Many experts in the field agree: Using an art museum as an Instagram background doesn’t cheapen the experience of museumgoing. It’s simply a different form of engagement. “Certain works of art and certain galleries are bringing in audiences who might not ordinarily engage with the work until they can with their phones or their cameras,” says Jared Bowen, WBGH’s executive arts editor. To imply that that’s an inappropriate way to interact with art, he says, is “elitist”: “It suggests that there are certain people who don’t belong in a museum, and I absolutely don’t agree with that.”

Museums, of course, also reap benefits from patrons sharing photos online. Content isn’t just the proof of a museum visit—it can also be the impetus for one. In an era where there are plenty of things trying to capture our attention, and a city where we don’t love leaving our houses, social media hype has become an important way for art institutions to get bodies through their doors. After all, looking at your friends’ photos from Love Is Calling might show you what the room looks like, but it doesn’t capture the experience of attendance. You might, however, feel spurred to make the trip and see it for yourself.

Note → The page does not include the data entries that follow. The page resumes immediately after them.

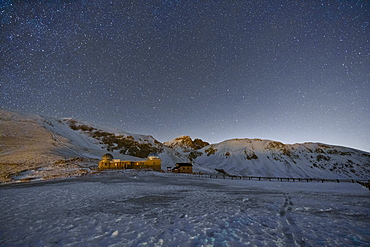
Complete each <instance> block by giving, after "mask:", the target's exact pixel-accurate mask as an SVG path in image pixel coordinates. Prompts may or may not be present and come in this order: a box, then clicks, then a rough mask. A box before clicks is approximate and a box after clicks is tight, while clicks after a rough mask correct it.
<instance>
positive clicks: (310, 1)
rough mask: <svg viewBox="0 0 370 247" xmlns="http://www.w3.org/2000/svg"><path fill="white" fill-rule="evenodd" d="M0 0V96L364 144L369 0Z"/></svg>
mask: <svg viewBox="0 0 370 247" xmlns="http://www.w3.org/2000/svg"><path fill="white" fill-rule="evenodd" d="M0 3H1V13H0V18H1V19H0V21H1V26H0V27H1V29H0V56H1V57H0V106H1V107H2V108H5V109H13V110H19V111H22V112H29V113H37V114H41V115H44V116H52V117H58V118H62V117H73V118H75V119H78V120H86V121H90V122H93V123H97V124H99V125H103V126H108V127H114V128H119V129H121V130H123V131H126V132H132V133H139V134H149V135H153V136H154V137H155V138H156V139H158V140H159V141H162V142H163V141H169V140H171V139H173V138H175V137H178V136H180V135H190V136H191V137H192V138H201V139H203V140H205V141H208V142H211V143H215V142H220V141H223V140H226V139H231V138H262V139H271V140H276V141H281V142H284V143H296V142H309V141H311V142H323V143H328V144H337V145H342V146H348V147H353V148H358V149H362V150H365V151H370V75H369V72H370V51H369V50H370V49H369V39H370V31H369V29H370V25H369V21H370V1H365V0H363V1H360V0H359V1H350V0H348V1H344V0H343V1H334V0H333V1H331V0H325V1H319V0H317V1H311V0H307V1H303V0H300V1H298V0H297V1H287V0H285V1H282V0H273V1H272V0H271V1H264V0H256V1H231V0H228V1H226V0H225V1H200V0H198V1H195V0H194V1H180V0H177V1H175V0H163V1H159V0H157V1H149V0H148V1H122V0H115V1H102V0H75V1H73V0H69V1H68V0H64V1H61V0H60V1H57V0H56V1H21V0H19V1H10V0H1V1H0Z"/></svg>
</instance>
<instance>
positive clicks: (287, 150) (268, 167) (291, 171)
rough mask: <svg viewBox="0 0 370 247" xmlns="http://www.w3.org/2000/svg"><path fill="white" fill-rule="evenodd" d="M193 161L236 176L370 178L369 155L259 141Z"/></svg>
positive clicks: (214, 144)
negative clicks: (220, 169)
mask: <svg viewBox="0 0 370 247" xmlns="http://www.w3.org/2000/svg"><path fill="white" fill-rule="evenodd" d="M196 152H197V153H196V156H197V157H196V158H195V159H194V162H195V163H196V164H197V165H199V166H200V167H205V168H208V169H215V168H218V169H224V170H225V171H226V172H228V173H230V174H235V175H245V176H275V177H303V178H304V177H311V178H320V177H321V178H365V179H368V178H369V177H370V154H369V153H366V152H363V151H359V150H355V149H351V148H346V147H340V146H334V145H328V144H321V143H303V144H283V143H281V142H276V141H270V140H260V139H233V140H227V141H224V142H221V143H219V144H212V145H210V146H207V147H204V148H203V149H201V150H197V151H196Z"/></svg>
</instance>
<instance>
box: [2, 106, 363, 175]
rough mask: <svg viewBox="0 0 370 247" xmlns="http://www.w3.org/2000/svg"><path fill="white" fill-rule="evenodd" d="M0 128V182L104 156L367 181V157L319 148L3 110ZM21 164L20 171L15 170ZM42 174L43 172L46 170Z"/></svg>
mask: <svg viewBox="0 0 370 247" xmlns="http://www.w3.org/2000/svg"><path fill="white" fill-rule="evenodd" d="M0 127H1V128H0V130H1V135H0V163H2V164H6V166H5V165H2V166H1V170H0V178H1V177H6V176H8V175H7V174H13V175H14V174H16V173H18V172H20V171H27V169H28V170H29V169H34V170H35V169H36V170H35V172H36V173H37V172H38V171H39V170H37V169H39V166H45V165H48V166H49V167H48V168H47V170H49V168H50V169H52V168H54V167H55V164H59V165H60V164H65V165H66V164H67V163H68V164H69V165H71V164H72V165H74V166H72V167H71V168H73V169H77V168H78V166H80V165H81V162H77V161H83V162H84V164H85V166H86V163H87V164H91V165H92V166H95V167H96V166H97V163H98V160H99V159H100V158H101V156H102V155H103V154H105V153H107V152H110V153H112V154H113V156H114V158H119V159H125V160H139V159H142V158H146V157H147V155H148V154H149V153H152V152H157V153H158V154H159V156H160V158H161V159H162V169H163V170H166V167H173V166H174V164H176V163H177V162H189V161H192V162H193V170H194V171H195V172H203V173H214V172H216V171H215V169H216V168H217V169H224V170H225V171H226V172H227V173H229V174H232V175H244V176H274V177H301V178H306V177H309V178H353V179H357V178H362V179H369V177H370V154H369V153H366V152H363V151H359V150H355V149H351V148H346V147H339V146H333V145H327V144H320V143H303V144H292V145H290V144H283V143H280V142H275V141H270V140H260V139H233V140H227V141H224V142H221V143H218V144H212V145H208V143H206V142H204V141H202V140H200V139H195V140H192V139H191V138H190V137H188V136H182V137H179V138H176V139H174V140H172V141H170V142H166V143H164V144H162V143H160V142H158V141H157V140H156V139H155V138H153V137H152V136H148V135H138V134H132V133H127V132H124V131H121V130H116V129H110V128H106V127H102V126H97V125H95V124H92V123H88V122H85V121H77V120H74V119H55V118H47V117H40V116H37V115H30V114H23V113H18V112H11V111H6V110H1V111H0ZM72 161H74V162H72ZM19 164H21V165H22V167H21V168H20V167H17V166H16V165H19ZM26 164H27V165H31V166H25V165H26ZM53 165H54V166H53ZM14 167H16V169H15V168H14ZM62 167H63V165H62ZM13 168H14V169H13ZM41 169H42V171H43V172H44V171H45V168H44V167H42V168H41ZM48 176H49V175H48Z"/></svg>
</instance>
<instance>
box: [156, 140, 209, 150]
mask: <svg viewBox="0 0 370 247" xmlns="http://www.w3.org/2000/svg"><path fill="white" fill-rule="evenodd" d="M163 144H165V145H166V146H169V147H170V148H172V149H174V150H176V151H178V152H181V153H190V152H192V151H195V150H198V149H201V148H203V147H205V146H208V145H209V143H208V142H205V141H203V140H201V139H197V138H196V139H194V140H192V139H191V137H190V136H180V137H178V138H175V139H173V140H171V141H168V142H165V143H163Z"/></svg>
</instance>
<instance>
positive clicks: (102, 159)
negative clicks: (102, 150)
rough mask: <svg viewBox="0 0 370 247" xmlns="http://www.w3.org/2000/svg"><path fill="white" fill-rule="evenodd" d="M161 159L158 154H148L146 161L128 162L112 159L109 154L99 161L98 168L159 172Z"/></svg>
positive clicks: (104, 169) (151, 153)
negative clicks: (142, 169)
mask: <svg viewBox="0 0 370 247" xmlns="http://www.w3.org/2000/svg"><path fill="white" fill-rule="evenodd" d="M161 163H162V162H161V159H160V158H159V156H158V154H156V153H151V154H149V156H148V158H147V159H146V160H141V161H130V160H120V159H114V158H113V156H112V155H111V154H109V153H107V154H104V155H103V157H102V159H101V161H100V162H99V166H98V168H99V169H100V170H106V169H148V170H155V171H161Z"/></svg>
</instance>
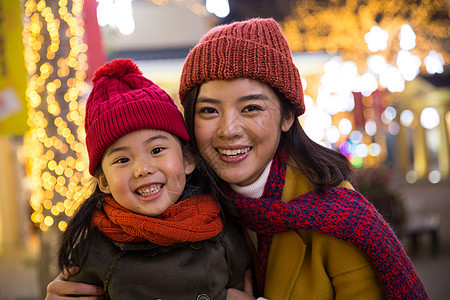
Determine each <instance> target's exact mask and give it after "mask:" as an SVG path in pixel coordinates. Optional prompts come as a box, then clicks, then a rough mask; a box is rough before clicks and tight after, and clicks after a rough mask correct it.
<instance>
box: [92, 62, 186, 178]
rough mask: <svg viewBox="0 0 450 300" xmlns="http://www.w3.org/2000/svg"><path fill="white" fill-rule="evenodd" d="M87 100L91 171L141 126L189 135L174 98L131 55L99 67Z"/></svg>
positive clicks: (93, 78) (92, 170)
mask: <svg viewBox="0 0 450 300" xmlns="http://www.w3.org/2000/svg"><path fill="white" fill-rule="evenodd" d="M92 82H93V88H92V91H91V93H90V95H89V97H88V99H87V102H86V116H85V124H84V125H85V130H86V147H87V151H88V155H89V173H91V175H94V174H95V171H96V169H97V167H98V164H99V163H100V161H101V158H102V156H103V153H104V152H105V150H106V149H107V148H108V147H109V146H110V145H111V144H113V143H114V142H115V141H116V140H117V139H119V138H120V137H122V136H124V135H126V134H127V133H130V132H132V131H136V130H140V129H159V130H163V131H167V132H170V133H172V134H174V135H176V136H178V137H180V138H182V139H184V140H186V141H189V135H188V133H187V130H186V126H185V123H184V119H183V116H182V114H181V112H180V111H179V109H178V107H177V106H176V104H175V102H174V101H173V99H172V98H171V97H170V96H169V95H168V94H167V93H166V92H165V91H164V90H163V89H161V88H160V87H159V86H157V85H156V84H154V83H153V82H152V81H151V80H149V79H147V78H145V77H144V76H142V72H141V71H140V70H139V68H138V66H137V65H136V64H135V63H134V62H133V61H132V60H131V59H123V58H119V59H115V60H112V61H111V62H108V63H106V64H105V65H103V66H102V67H101V68H99V69H98V70H97V71H96V72H95V74H94V78H93V79H92Z"/></svg>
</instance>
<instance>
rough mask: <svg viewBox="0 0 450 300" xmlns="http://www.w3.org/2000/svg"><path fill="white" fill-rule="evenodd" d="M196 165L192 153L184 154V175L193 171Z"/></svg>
mask: <svg viewBox="0 0 450 300" xmlns="http://www.w3.org/2000/svg"><path fill="white" fill-rule="evenodd" d="M196 165H197V163H196V162H195V159H194V157H192V155H190V154H185V155H184V173H185V174H186V175H189V174H191V173H192V172H193V171H194V169H195V166H196Z"/></svg>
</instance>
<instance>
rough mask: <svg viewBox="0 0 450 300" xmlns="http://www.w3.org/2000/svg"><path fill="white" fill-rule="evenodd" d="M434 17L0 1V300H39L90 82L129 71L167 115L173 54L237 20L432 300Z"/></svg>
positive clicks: (449, 181) (446, 275) (78, 160)
mask: <svg viewBox="0 0 450 300" xmlns="http://www.w3.org/2000/svg"><path fill="white" fill-rule="evenodd" d="M449 10H450V7H449V2H448V1H447V0H440V1H437V0H426V1H425V0H409V1H405V0H399V1H384V0H378V1H374V0H365V1H354V0H272V1H268V0H206V1H205V0H84V1H83V0H48V1H44V0H40V1H37V0H28V1H24V0H22V1H11V0H0V299H1V300H5V299H8V300H9V299H22V300H23V299H43V297H44V295H45V288H46V285H47V284H48V282H49V281H51V280H52V279H53V278H54V277H55V276H56V275H57V273H58V272H57V269H56V267H55V262H56V258H55V255H56V251H57V248H58V240H59V238H60V234H61V232H63V231H64V229H65V227H66V225H67V220H68V218H70V216H71V215H72V214H73V212H74V210H75V209H76V208H77V206H78V205H79V203H80V202H81V201H83V199H84V197H86V194H87V192H88V189H87V188H86V187H88V186H89V182H90V181H89V174H88V171H87V159H86V153H85V150H84V137H85V133H84V128H83V110H84V104H85V101H86V98H87V95H88V94H89V91H90V88H91V79H92V75H93V72H94V71H95V70H96V69H97V68H98V67H99V66H101V65H102V64H103V63H104V62H106V61H109V60H111V59H114V58H118V57H126V58H133V59H135V60H136V63H137V64H138V65H139V67H140V68H141V70H142V71H143V73H144V75H146V76H148V77H149V78H151V79H152V80H153V81H154V82H155V83H157V84H159V85H160V86H161V87H162V88H164V89H165V90H167V91H168V92H169V93H170V94H171V95H172V97H173V98H174V99H175V101H178V94H177V91H178V82H179V78H180V74H181V68H182V64H183V61H184V58H185V57H186V55H187V53H188V52H189V49H191V48H192V47H193V46H194V45H195V43H196V42H197V41H198V40H199V39H200V38H201V37H202V35H203V34H204V33H206V32H207V31H208V30H209V29H210V28H211V27H213V26H215V25H217V24H221V23H228V22H231V21H234V20H244V19H247V18H251V17H273V18H275V19H276V20H277V21H278V22H279V23H280V25H281V26H282V29H283V32H284V33H285V35H286V37H287V39H288V42H289V44H290V46H291V50H292V52H293V57H294V61H295V63H296V65H297V66H298V69H299V71H300V75H301V77H302V80H303V87H304V89H305V95H306V97H305V101H306V108H307V109H306V113H305V114H304V115H303V116H301V117H300V121H301V122H302V124H303V127H304V128H305V130H306V132H307V134H308V135H309V136H310V137H311V138H312V139H313V140H315V141H316V142H318V143H321V144H323V145H325V146H327V147H330V148H333V149H335V150H336V151H340V152H342V153H343V154H344V155H345V156H347V157H348V159H349V161H350V162H351V164H352V166H353V167H354V179H353V184H354V185H355V187H356V188H357V189H358V190H360V191H361V192H362V193H363V194H364V195H365V196H366V197H367V198H368V199H369V200H370V201H372V202H373V203H374V205H375V206H376V207H377V208H378V209H379V211H380V212H381V213H382V214H383V215H384V216H385V217H386V219H387V220H388V221H389V222H390V224H391V225H392V227H393V228H394V230H395V231H396V232H397V234H398V235H399V237H400V238H401V241H402V242H403V244H404V246H405V248H406V250H407V252H408V254H409V255H410V257H411V258H412V261H413V263H414V266H415V268H416V270H417V272H418V274H419V277H420V278H421V279H422V281H423V283H424V285H425V288H426V290H427V292H428V294H429V296H430V298H431V299H448V294H449V293H450V287H449V284H448V283H449V282H450V280H449V279H448V270H450V144H449V139H450V87H449V85H450V80H449V73H450V69H449V62H450V55H449V50H450V40H449V35H450V26H449V25H450V21H449ZM178 103H179V102H178ZM180 108H181V107H180Z"/></svg>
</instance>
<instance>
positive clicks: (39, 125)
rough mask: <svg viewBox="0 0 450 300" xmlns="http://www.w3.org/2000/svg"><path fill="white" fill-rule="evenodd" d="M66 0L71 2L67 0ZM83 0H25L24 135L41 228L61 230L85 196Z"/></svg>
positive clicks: (24, 22) (27, 167)
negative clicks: (24, 95) (71, 0)
mask: <svg viewBox="0 0 450 300" xmlns="http://www.w3.org/2000/svg"><path fill="white" fill-rule="evenodd" d="M69 2H70V3H69ZM82 12H83V1H82V0H78V1H77V0H72V1H67V0H59V1H49V2H46V1H44V0H40V1H35V0H28V1H26V2H25V11H24V15H25V22H24V29H23V42H24V45H25V64H26V69H27V72H28V74H29V80H28V85H27V89H26V98H27V101H28V120H27V123H28V126H29V127H30V130H29V131H28V132H27V133H26V134H25V137H24V152H25V156H26V167H27V174H28V176H29V177H30V181H31V199H30V205H31V207H32V209H33V213H32V214H31V220H32V221H33V222H34V223H35V224H37V225H38V226H39V228H40V229H41V230H43V231H47V230H48V229H49V228H50V227H52V226H57V227H58V229H59V230H65V228H66V226H67V223H66V218H67V216H71V215H72V214H73V213H74V210H75V209H76V208H77V206H78V205H79V203H80V201H82V200H83V199H84V198H83V192H84V191H85V190H84V189H83V186H85V185H86V183H87V181H88V178H89V175H88V172H87V170H86V166H85V163H84V162H85V161H86V154H85V153H84V146H83V142H84V137H85V134H84V129H83V126H82V125H83V107H84V106H83V101H81V100H82V99H83V96H84V95H85V94H86V92H87V91H88V89H89V86H88V85H87V84H86V83H85V77H86V73H85V72H86V70H87V63H86V62H87V56H86V50H87V45H86V44H85V43H84V42H83V35H84V28H83V25H84V22H83V19H82Z"/></svg>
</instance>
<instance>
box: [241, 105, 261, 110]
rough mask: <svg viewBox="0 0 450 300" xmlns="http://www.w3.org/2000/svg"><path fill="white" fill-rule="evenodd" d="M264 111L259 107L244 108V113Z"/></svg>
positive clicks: (252, 106)
mask: <svg viewBox="0 0 450 300" xmlns="http://www.w3.org/2000/svg"><path fill="white" fill-rule="evenodd" d="M260 110H262V108H261V107H260V106H258V105H247V106H246V107H244V109H243V110H242V111H243V112H252V111H260Z"/></svg>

“It’s important to remember [Kusama’s] Infinity Mirror rooms are all analog,” says Eva Respini, the Barbara Lee Chief Curator at the ICA. “The physicality of that experience of being in the room can’t really be reproduced.” Vanessa Platacis, the artist behind PEM’s Taking Place exhibition, feels similarly. She encourages visitors to take and share photos with followers because they serve as “a call to action—to experience it for yourself.”

Our current spectacular art experiences look pretty different from traditional portrait galleries, and the iPhone-toting museumgoers of today look pretty different from the beret-sporting, black-turtlenecked crowds of yore. But it’s hard to have harsh feelings about exhibitions that drum up excitement, and people finally feeling motivated to take their first steps into our local cultural institutions. More people looking at art—even if it’s through the lens of a camera or in their social media feeds—is probably a very good thing.